理経(青柳勝栄社長)とテービーテック(佐分年治社長)の2社は、中小企業向けDR(ディザスタリカバリ=災害復旧)事業の本格化を図る。両社は昨年秋にストレージ分野で協業。今年6月からDR関連の製品・サービスとして「kumaDR」の販売を開始した。今回の協業をテコにストレージ事業を業績拡大の柱に据えることが両社の狙いだ。

 「kumaDR」は、NAS(ネットワーク・アタッチド・ストレージ)の統合や仮想化、遠隔地でのバックアップ、ウェブブラウザによる管理などの機能を搭載。テービーテックのソフトウェア「NASadapter」と、サーバーやストレージなどのハードウェア、構築費などをパッケージ化し、価格を398万円に設定した。他社の製品・サービスよりも3-4割程度は価格を低くしたことにより、SMBを中心に新規開拓を図っていく。

 販売は理経が担当。同社は、これまで自治体などに大規模な災害対策システムを提供してきた実績を持つ。法人市場での販売は、初の本格的な着手という。青柳社長は、「今回の協業で、ユーザーのすそ野を拡大できる製品・サービスの具現化が可能になった。大きなビジネスチャンスと捉えて拡販に力を注ぐ」考え。現段階で、すでに100社程度が見込み顧客となっており「(発売から3か月が経過した)9月までには10社程度、初年度で50社への販売が見込める」(熊丸善夫・執行役員システム技術部長)と試算する。さらには、日本IBM経由で販売代理店網の体制を整える予定で、テレセールス部門とパートナーシップが組める可能性が高く、同部門が確保する約2000社の顧客に対してアプローチできる素地が固まるという。体制を整備することによって、「SMB向けストレージ事業として、今後3年間で100億円を目指す」(青柳社長)。

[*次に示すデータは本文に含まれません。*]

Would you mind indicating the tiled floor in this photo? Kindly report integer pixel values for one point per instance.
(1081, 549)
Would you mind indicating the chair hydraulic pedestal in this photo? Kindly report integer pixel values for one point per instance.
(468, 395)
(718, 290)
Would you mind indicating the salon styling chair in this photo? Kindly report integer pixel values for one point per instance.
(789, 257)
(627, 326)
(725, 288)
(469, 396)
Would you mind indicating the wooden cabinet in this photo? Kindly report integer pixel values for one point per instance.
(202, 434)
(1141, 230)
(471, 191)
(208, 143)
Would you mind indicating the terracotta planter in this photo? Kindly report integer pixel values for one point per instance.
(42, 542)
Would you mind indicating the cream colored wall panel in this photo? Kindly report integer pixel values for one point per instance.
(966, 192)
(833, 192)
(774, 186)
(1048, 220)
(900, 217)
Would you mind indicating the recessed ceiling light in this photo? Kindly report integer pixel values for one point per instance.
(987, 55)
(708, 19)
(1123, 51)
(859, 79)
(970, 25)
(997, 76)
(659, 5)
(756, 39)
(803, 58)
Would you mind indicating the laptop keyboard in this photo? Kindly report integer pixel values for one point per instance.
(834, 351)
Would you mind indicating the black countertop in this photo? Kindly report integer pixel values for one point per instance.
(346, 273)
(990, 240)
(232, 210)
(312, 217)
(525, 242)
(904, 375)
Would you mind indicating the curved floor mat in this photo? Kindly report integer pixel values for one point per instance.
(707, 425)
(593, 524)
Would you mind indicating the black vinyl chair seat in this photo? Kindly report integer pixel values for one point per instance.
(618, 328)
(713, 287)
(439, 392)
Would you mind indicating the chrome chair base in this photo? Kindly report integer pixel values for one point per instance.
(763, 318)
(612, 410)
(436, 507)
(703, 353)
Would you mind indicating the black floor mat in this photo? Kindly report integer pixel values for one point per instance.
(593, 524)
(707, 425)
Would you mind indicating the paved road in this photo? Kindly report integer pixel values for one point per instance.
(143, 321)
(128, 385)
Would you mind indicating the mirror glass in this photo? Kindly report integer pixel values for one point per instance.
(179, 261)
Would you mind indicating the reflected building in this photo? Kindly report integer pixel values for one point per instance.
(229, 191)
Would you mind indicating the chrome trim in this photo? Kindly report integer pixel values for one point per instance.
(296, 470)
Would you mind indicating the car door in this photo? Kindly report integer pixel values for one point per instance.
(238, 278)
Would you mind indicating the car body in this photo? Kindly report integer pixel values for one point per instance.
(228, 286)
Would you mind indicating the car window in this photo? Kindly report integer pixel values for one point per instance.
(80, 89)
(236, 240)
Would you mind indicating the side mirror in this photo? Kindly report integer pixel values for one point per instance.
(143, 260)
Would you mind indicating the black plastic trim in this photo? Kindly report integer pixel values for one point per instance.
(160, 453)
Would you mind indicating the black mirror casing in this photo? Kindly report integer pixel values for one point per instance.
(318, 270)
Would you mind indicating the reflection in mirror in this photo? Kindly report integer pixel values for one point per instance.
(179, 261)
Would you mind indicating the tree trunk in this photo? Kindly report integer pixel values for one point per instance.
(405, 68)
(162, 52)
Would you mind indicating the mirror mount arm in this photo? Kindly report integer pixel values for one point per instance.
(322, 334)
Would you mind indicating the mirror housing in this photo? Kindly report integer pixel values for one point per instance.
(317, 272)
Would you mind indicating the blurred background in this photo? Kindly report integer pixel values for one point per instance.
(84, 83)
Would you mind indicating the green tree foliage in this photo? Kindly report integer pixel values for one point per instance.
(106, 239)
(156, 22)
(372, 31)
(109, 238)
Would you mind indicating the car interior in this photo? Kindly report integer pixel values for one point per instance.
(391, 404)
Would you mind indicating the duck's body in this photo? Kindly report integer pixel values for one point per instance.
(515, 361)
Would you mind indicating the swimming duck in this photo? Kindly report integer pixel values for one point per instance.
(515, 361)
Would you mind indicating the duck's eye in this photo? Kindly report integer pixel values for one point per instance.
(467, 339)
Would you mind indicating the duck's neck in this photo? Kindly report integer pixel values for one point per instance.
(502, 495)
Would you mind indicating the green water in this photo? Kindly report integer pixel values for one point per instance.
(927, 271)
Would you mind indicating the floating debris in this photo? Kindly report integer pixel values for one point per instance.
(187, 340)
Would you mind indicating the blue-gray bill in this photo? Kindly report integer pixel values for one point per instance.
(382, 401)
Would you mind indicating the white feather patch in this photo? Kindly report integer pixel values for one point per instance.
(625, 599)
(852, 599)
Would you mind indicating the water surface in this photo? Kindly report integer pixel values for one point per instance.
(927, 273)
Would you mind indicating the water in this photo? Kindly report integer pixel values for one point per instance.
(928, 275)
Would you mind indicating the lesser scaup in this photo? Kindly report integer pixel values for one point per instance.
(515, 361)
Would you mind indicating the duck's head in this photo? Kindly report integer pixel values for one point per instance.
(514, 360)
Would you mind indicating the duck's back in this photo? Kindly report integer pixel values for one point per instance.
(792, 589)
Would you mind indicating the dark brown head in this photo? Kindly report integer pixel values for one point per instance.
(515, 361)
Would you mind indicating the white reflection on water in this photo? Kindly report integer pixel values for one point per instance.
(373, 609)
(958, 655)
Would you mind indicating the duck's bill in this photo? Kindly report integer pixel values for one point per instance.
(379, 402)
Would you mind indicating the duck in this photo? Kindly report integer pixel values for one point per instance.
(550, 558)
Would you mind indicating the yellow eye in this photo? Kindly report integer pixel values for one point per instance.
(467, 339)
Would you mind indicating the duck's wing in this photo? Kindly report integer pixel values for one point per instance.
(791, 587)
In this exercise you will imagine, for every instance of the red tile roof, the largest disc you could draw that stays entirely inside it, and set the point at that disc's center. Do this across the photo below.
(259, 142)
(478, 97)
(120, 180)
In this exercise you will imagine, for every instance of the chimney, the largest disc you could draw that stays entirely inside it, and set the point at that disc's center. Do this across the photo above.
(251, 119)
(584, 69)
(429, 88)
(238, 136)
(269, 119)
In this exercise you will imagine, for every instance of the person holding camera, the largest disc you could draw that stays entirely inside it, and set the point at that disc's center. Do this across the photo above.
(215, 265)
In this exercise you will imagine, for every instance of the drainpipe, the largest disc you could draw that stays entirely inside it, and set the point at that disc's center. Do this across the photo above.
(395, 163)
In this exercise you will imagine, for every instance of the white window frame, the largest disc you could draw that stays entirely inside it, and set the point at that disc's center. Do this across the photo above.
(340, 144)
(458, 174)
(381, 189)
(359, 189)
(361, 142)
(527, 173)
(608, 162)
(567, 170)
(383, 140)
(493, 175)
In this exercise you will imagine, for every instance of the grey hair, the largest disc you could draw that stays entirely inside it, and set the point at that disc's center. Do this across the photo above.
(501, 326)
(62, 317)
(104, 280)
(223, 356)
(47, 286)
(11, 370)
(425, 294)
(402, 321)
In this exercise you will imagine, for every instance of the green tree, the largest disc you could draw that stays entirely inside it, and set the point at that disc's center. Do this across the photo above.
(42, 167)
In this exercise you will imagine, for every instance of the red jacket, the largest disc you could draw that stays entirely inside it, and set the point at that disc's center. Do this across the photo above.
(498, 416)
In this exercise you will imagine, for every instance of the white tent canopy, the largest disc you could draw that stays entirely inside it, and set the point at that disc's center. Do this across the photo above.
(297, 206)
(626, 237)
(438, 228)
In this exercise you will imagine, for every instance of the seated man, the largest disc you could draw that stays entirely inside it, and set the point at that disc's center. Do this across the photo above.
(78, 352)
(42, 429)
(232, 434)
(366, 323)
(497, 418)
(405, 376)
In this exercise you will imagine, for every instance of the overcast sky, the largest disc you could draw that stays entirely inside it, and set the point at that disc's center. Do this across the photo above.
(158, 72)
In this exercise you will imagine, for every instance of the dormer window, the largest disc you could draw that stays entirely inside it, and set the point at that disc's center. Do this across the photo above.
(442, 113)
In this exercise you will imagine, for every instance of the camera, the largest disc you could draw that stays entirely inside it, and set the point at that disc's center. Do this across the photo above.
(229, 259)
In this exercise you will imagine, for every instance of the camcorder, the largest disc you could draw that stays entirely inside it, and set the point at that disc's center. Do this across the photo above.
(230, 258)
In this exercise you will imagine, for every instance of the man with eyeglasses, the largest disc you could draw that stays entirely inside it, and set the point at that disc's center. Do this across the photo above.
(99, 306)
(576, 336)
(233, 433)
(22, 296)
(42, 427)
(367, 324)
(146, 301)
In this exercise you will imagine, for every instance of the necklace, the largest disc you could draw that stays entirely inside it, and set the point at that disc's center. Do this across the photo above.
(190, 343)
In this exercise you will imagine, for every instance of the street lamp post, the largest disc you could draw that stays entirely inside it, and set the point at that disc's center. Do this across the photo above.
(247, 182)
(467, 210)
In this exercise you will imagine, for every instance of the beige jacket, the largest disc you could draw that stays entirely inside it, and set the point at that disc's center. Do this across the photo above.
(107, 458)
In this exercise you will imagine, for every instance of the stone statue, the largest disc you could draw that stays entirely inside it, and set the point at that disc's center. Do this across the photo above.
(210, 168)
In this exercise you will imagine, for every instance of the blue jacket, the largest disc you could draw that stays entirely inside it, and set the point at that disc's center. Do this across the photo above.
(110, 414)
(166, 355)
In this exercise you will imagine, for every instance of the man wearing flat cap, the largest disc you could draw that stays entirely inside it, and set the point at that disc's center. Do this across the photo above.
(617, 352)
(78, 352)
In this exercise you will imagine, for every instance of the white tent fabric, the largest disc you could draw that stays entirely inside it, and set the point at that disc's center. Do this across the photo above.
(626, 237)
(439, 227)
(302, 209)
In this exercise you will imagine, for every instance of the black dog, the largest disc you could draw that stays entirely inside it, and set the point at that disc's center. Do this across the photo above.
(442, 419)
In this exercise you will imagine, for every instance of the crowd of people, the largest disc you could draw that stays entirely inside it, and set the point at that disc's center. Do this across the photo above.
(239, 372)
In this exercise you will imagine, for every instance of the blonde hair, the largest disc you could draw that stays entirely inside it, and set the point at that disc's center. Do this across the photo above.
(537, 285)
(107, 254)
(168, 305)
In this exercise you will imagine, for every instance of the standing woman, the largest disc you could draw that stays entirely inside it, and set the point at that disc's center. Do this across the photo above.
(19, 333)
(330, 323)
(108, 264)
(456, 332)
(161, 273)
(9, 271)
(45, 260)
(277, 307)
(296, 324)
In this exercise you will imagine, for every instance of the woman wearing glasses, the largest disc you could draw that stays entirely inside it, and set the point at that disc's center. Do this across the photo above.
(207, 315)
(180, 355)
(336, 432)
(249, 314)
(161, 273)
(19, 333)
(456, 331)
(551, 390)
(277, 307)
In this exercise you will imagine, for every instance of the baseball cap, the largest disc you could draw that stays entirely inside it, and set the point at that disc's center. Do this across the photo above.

 一方、テービーテックは自動車業界でのソフト開発が中心だったが、「安定した収益を確保するため、受託開発のノウハウを生かしたソフトのパッケージ化をビジネスとして確立させる」(佐分社長)方針を掲げており、その1つとしてNAS仮想化ソフトのパッケージ化を果たし、今回の協業につながった。「パッケージ製品の売り上げ比率を現状の3割から来年度に5割程度まで引き上げる」という。売り上げ成長率では、来年度に現状の2倍に膨らむと見込む。森下学・ビジネスソリューション部アプリケーションソフトビジネス室長は、「今回の協業で確固たる販売体制を構築できたことは大きい」と期待する。

 両社では、今回のパッケージ化を契機に中堅企業を対象としたDR関連の製品・サービスの提供も検討していく。